Des plongeurs déployés près d’El Tarajal
Parmi les équipes engagées figurent les plongeurs du groupe d’activités subaquatiques, chargés de ratisser la zone. Les autorités ont averti que le nombre de morts pourrait encore évoluer dans les heures suivantes, à mesure que les recherches progressent.
Ceuta, une frontière stratégique sous forte tension
Avec Melilla, l’enclave de Ceuta demeure l’une des rares frontières terrestres directes entre l’Union européenne et le continent africain. Cette particularité géographique en fait un point de passage prisé par les candidats à l’exil vers l’Europe.
Le territoire connaît régulièrement des pics de pression migratoire, mais l’événement de vendredi figure parmi les plus massifs jamais observés en vingt-quatre heures. Les responsables espagnols qualifient cette situation de défi considérable pour la gestion frontalière.
Madrid poursuit ses opérations de contrôle, d’accueil et de reconduite en collaboration avec les autorités marocaines. Cette coopération bilatérale reste déterminante pour réguler les flux migratoires dans une région où les tensions diplomatiques ont déjà fragilisé les relations entre les deux voisins.
Une réaction politique ferme de Madrid
Face à l’ampleur de cet afflux, le gouvernement espagnol a réagi avec vigueur. Le chef de l’exécutif, Pedro Sánchez, a dénoncé sur les réseaux sociaux une atteinte à l’intégrité territoriale du pays, exprimant sa solidarité avec la population de Ceuta.
Lo que ha sucedido es un ataque a la integridad territorial de España y merece nuestra más rotunda y enérgica condena.
Toda España está con la ciudadanía de Ceuta. El Gobierno de España está con la Ciudad Autónoma.
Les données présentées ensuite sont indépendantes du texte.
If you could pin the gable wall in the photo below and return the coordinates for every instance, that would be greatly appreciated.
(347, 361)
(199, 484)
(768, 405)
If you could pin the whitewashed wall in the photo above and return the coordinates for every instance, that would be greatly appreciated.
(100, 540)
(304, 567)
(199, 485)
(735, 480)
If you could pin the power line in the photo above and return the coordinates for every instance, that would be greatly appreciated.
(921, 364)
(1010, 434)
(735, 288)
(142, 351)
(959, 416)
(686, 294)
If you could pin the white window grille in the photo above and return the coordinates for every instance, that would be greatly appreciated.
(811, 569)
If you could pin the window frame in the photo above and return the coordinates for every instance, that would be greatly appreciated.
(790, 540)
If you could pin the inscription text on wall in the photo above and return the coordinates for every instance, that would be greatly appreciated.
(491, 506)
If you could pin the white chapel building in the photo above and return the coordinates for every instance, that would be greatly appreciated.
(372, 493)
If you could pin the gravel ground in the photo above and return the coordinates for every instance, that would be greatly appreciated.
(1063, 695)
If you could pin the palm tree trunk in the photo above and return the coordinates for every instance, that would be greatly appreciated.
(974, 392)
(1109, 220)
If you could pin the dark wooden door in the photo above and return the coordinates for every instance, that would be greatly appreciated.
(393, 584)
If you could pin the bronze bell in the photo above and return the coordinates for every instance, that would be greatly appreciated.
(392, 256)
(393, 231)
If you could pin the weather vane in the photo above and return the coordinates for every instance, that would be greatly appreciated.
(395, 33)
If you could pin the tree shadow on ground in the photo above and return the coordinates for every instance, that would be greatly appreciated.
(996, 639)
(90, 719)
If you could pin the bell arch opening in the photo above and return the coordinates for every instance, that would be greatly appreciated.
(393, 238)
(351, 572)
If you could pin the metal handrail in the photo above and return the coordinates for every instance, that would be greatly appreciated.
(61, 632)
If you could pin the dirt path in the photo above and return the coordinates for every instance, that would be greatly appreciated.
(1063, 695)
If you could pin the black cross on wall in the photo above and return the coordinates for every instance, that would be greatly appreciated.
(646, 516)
Gracias por la cooperación que siempre hemos mantenido con el… pic.twitter.com/ZqKdUdu7Oy
— Pedro Sánchez (@sanchezcastejon) July 31, 2026
Ce ton ferme illustre la dimension diplomatique du dossier, la question migratoire étant régulièrement instrumentalisée dans les relations entre Madrid et Rabat. Les épisodes de tension autour des enclaves espagnoles rythment depuis des années les rapports entre les deux capitales.
Une crise migratoire en constante évolution
Les informations disponibles émanent d’un suivi en temps réel et restent susceptibles d’être révisées au fil des communications officielles espagnoles. L’écart entre l’estimation initiale de 60 000 arrivées et le chiffre validé de 50 000 entrées reflète la difficulté d’établir un bilan fiable dans une situation aussi mouvante.
Sur le plan humanitaire, les inquiétudes demeurent vives après les nombreux décès recensés lors des tentatives de traversée maritime. Les recherches se poursuivent aux abords du passage d’El Tarajal, laissant craindre une aggravation du bilan.
Cet épisode rappelle la fragilité des routes migratoires reliant le Maghreb à l’Europe, où les drames se multiplient au fil des saisons. La gestion coordonnée entre l’Espagne et le Maroc reste centrale pour prévenir de nouvelles tragédies aux portes de l’enclave de Ceuta.